Despite poems being the most lauded type of writing in the Romantic Era, the Bengal Annual devotes most of its pages to the Short Story. Of these, two are the longest-one story is about the capture of a Hindu man by pirates, while the other is about the superstitions of a Scottish Highlander and his more practical British traveling companion. Both stories make up about 75 pages each. India is the Southernmost British territory in Eurasia at this time, with Scotland being one of the Northernmost. What is fascinating here is that many studies of Romanticism fixate on the Romantic obsession with the East, and the later Victorian fear of it. What we see here, however, is a nestling of the Empire’s North and South in the same annual. Effectively, it conveys a similar message to the graph of the Translated Texts by Religion. While that message is “Look at our prominence as an Empire. We, the British, own the East and West,” the meaning drawn from the amount of page numbers devoted to these short stories is, “Look at our prominence. We also own the North and the South.”

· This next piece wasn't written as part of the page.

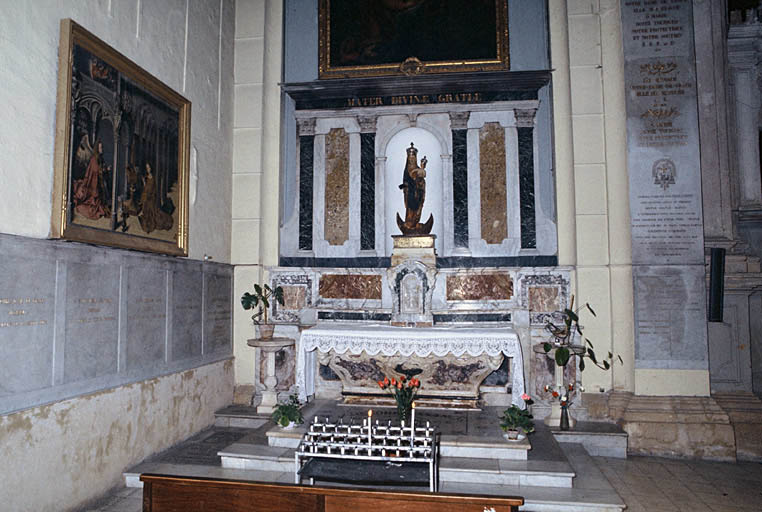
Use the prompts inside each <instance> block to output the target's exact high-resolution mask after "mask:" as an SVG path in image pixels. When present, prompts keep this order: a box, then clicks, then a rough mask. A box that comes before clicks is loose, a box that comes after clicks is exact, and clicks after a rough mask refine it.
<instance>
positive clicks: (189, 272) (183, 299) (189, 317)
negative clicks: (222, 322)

Despite that the Annual was published in India, Indian writers only own 14 pages of it. However, this is unsurprising. The essay penned at the beginning of the Annual, “The Literati of British India” details exactly what the author thought of India--it is a country where the literary scene lifted it’s head “languidly,” where people have so much to do as far as colonizing goes that the act of creation is something many do not have the luxury to do, where literature of this country is compared with the metaphor of wilting flowers and plants that grow in a stunted fashion. India, in the author’s words, wants of many of the necessities needed to create great literature. In other words, or what the author is implying, is that it wants of being Britain. This implies that Britain is a fertile spring for literature naturally--but to the author, India is naturally inferior as a wellspring of creativity. Therefore, it only makes sense that only a few native born Indians, as natives of this empire and citizens of the country they deemed creatively inferior, would be represented in such small numbers.